Les découvertes des rayons X par W.K. Rœntgen en 1895 et de la radioactivité par H. Becquerel en 1896 sont à l’origine de la radiothérapie. Suite à ces découvertes, les effets des rayonnements ionisants sur la matière vivante ont été observés et leur potentiel pour le traitement de certaines affections de la peau (tumeur cutanée, teigne…) ou de tumeurs peu profondes a rapidement été exploité.

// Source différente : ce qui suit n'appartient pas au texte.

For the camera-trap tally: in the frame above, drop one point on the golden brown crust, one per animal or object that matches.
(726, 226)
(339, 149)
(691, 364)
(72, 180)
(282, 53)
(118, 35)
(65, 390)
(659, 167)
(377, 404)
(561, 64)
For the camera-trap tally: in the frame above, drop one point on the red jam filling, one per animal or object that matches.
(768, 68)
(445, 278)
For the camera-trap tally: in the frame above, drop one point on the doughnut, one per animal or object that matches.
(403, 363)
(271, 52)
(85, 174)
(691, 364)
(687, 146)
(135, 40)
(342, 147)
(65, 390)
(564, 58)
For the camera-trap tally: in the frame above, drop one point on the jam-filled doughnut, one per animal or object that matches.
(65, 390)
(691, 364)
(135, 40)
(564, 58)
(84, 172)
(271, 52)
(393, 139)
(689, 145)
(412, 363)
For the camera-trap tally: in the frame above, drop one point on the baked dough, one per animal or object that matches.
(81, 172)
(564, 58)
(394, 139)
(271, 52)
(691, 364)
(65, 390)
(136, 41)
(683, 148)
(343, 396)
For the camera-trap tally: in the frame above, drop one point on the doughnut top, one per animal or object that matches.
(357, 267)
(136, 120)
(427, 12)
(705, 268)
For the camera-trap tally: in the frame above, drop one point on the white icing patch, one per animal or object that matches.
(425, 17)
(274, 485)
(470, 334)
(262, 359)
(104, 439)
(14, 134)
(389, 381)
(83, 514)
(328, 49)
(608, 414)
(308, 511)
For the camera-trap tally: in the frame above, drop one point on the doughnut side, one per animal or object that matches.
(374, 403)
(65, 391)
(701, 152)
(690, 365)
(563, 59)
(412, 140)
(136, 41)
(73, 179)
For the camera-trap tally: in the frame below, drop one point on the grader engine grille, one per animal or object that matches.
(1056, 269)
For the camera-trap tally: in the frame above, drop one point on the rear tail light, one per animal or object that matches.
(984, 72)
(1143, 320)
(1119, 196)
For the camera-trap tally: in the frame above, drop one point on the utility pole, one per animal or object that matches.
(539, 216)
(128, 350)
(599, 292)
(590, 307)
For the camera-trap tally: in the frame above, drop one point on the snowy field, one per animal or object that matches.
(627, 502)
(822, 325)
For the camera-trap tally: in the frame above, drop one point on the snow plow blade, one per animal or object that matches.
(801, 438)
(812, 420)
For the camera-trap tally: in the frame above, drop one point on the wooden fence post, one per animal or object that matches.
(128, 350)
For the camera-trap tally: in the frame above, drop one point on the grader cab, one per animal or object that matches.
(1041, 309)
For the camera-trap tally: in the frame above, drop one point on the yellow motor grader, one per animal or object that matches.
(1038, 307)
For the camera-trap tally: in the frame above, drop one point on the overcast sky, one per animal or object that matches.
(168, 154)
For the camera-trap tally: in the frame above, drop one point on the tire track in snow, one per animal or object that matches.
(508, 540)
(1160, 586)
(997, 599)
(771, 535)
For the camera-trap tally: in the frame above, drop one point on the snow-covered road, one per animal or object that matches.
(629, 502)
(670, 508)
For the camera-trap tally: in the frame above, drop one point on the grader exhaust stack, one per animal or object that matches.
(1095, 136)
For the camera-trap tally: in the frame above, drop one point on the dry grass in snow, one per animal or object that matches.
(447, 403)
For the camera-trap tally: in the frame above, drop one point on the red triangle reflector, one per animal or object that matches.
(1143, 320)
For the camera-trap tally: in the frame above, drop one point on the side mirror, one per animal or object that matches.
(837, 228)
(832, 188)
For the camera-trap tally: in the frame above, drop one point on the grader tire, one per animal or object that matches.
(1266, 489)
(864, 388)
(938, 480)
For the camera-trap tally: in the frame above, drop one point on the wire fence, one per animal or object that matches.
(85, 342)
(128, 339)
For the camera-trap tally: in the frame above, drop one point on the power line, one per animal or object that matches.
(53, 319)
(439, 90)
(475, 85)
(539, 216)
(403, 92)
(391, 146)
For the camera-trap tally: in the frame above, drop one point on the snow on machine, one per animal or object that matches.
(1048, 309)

Très vite après la découverte en 1896 de la radioactivité, Henri Becquerel observa que le tube de radium qu’il portait dans sa poche de son gilet provoquait une irritation de sa peau. Dans les mêmes conditions, Pierre Curie provoqua sur son bras une irritation identique. C’était en 1901. Aussitôt il pressentit l’intérêt de la radioactivité pour traiter les tumeurs. Après sa mort, Marie Curie et Claudius Régaud associèrent la physique, la chimie et le biomédical et devinrent les pionniers d’une nouvelle thérapie.

Radiothérapie en 1925
Installation de radiothérapie en Italie vers 1925. Il s’agit de soigner ce jeune malade de la teigne. On aperçoit l’installation de rayons X à gauche au-dessus du lit. Lors de l’irradiation, des rayons X sont rayonnés dans toute la salle. Peu de précautions sont prises. On ne dispose pas de moyens pour concentrer efficacement les rayons sur la partie à soigner et réduire l’irradiation des tissus sains.
© Institut Curie

A ses débuts, la radiothérapie utilise les rayons X émis par le radium ou ceux produits par des différences de potentiel pouvant atteindre 200kV (à peine plus élevé que ceux utilisé pour les clichés radiologiques). La faible pénétration de ces rayons dans les tissus (de l’ordre de 5cm) a longtemps limité la radiothérapie au traitement des tumeurs cutanées, du sein, de certaines localisations ORL ou à des traitements palliatifs et antalgiques. D’autre part, la collimation des rayons n’était pas efficace et les traitements peu précis en terme de ciblage.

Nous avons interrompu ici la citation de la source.